Budget contains 'first step' in addressing prison population

RONNIE ELLIS
CNHI News Service

Frankfort The budget passed Tuesday by the House Appropriations and Revenue Committee contains provisions to increase parole review, in home incarceration and other measures to reduce prison and jail populations.

Budget contains 'first step' in addressing prison population

County jails won’t get more money under the budget passed out of the House Appropriations and Revenue Committee Tuesday, but they won’t lose any either.

But there are some things in the budget which may reduce the explosion of inmates and overcrowding in Kentucky prisons and jails and even save money for the state corrections department.

A&R Vice Chair Robin Webb, D-Grayson, said the budget calls for an increase in the number of parole board teams to “allow more direct review” of inmates readiness for parole and “require more attention to Class D felons in county jails who are not getting paroled at the same rate as prison inmates.”

She said that doesn’t make sense inasmuch as Class D inmates have committed non-violent crimes and represent less risk to society. The budget also contains provisions to increase in-home incarceration, allow more credit for good behavior and credit for completion of education and substance abuse programs.

Together, those provisions should add up to fewer inmates in jails and prison while awaiting trial or by serving alternative sentences or by being released sooner. Rep. Jesse Crenshaw, D-Lexington, who chairs the subcommittee on justice, said the changes might add up to as much as a $30 million savings for the state corrections system.

“It’s a good start on some long-term policy issues we need to do,” Webb said.

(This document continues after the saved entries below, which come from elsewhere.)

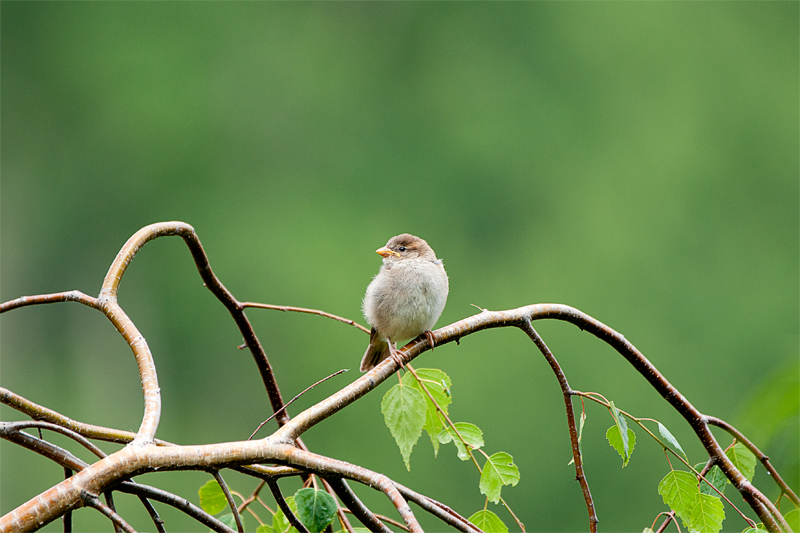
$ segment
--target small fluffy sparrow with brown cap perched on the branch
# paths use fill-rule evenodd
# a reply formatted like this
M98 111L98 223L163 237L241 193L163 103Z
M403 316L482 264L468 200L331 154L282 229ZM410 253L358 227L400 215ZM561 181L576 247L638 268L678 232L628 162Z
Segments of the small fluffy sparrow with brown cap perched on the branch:
M425 334L433 348L431 328L447 303L447 273L428 243L408 233L375 250L383 265L364 295L362 309L372 330L361 360L366 372L390 355L396 343Z

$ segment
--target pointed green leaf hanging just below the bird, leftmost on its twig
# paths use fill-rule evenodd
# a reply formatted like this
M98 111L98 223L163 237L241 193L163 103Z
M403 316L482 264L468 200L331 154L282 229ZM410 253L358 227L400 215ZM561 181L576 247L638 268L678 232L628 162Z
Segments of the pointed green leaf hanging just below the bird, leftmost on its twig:
M411 449L419 440L425 424L425 398L414 387L400 383L389 389L383 397L381 412L410 471Z

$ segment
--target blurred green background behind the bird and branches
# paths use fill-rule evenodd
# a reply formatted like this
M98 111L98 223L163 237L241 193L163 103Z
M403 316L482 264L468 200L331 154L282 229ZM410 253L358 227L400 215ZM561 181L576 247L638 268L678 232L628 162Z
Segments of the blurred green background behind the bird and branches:
M363 323L374 250L407 231L445 260L451 293L439 325L474 314L470 304L577 307L626 335L701 411L750 432L797 490L798 3L2 2L0 11L3 301L96 295L136 230L182 220L240 300ZM266 418L255 366L179 239L139 252L120 303L156 358L160 438L243 439ZM357 377L367 337L356 329L248 315L285 398L352 370L291 413ZM99 313L39 306L0 324L2 386L77 420L138 428L133 358ZM687 424L620 356L573 326L536 326L573 388L657 418L702 460ZM487 452L514 456L522 480L503 494L529 531L587 529L560 392L523 334L481 332L416 366L447 372L454 420L479 425ZM434 459L423 436L406 472L380 413L388 388L306 443L466 516L483 508L477 473L452 446ZM666 510L656 485L669 466L638 432L622 470L605 442L611 418L587 412L600 528L641 531ZM0 460L3 513L63 475L5 442ZM142 481L197 502L208 479ZM777 496L763 469L755 482ZM135 499L117 504L134 527L153 529ZM203 529L158 508L169 531ZM726 531L745 527L726 513ZM81 511L75 528L109 525Z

The budget also restores $1.9 million in county jail allotments which Beshear cut out of his original jail proposal. That money was first appropriated in 1983 to help jails with the costs of housing county inmates and is separate from the per diem payments the state makes to county jails to house state Class D and sometimes Class C prisoners.

The amount has risen only about $400,000 since 1983 while county prisoner incarceration rates have risen about 500 percent, according to Vince Lang, Executive Director of the County Judge/Executives Association. The association has been lobbying lawmakers to increase the allotment, but ran into a constrained revenue forecast and budget outlook this year.

While the A&R Committee marked up the budget, Beshear announced he supports Senate Bill 72 sponsored by Sen. Dan Kelly, R-Springfield, which would allow non-violent, non-sexual offenders with substance abuse problems to be diverted into pre-trial treatment programs.

“It’s the governor’s position that we’ve got to do something about the corrections population,” said Kelly who welcomed the governor’s support for the bill which has already passed the Senate and is now in the House Judiciary Committee which will hold hearings on the bill Wednesday.

The bill would allow those charged with non-violent, non-sexual crimes to enter intensive, residential drug treatment programs. Research data shows those who complete such programs have a much lower incidence of recurrence of drug problems and re-entering the justice system. Those who successfully complete the program under Kelly’s bill would avoid jail time.

Since 1970, the overall crime rate has increased by about 3 percent but the incarceration rate has jumped 600 percent as the total prison population in Kentucky went from about 2,800 in 1970 to 22,400 today. About 8,000 of those are housed in county jails which in many counties are busting county budgets.

Two weeks ago, the Pew Center for the States released a report that said Kentucky’s prison population increased 12 percent last year, the fastest rate of growth in the country. The U.S. now imprisons more people than any other country in the world. Media reports, including a 10-story series on the crisis in county jails by CNHI News Service, and the continuing outcry of University of Kentucky Law Professor Robert Lawson, who wrote much of Kentucky’s penal code, has increased pressure on lawmakers to address the problem.

The Senate passed a resolution to create a subcommittee of the Joint Interim Committee on the Judiciary to review the state’s penal code to see if enhancements of penalties and crimes over the past three decades has led to the prison explosion. Beshear has called for a task force with a similar mission and his Justice Cabinet Secretary Michael Brown said Monday that work will be performed by the Criminal Justice Council.

But Webb said Monday the provisions in the budget can provide some immediate relief and help produce longer term solutions to some of the contributing factors to the rising prison and jail populations.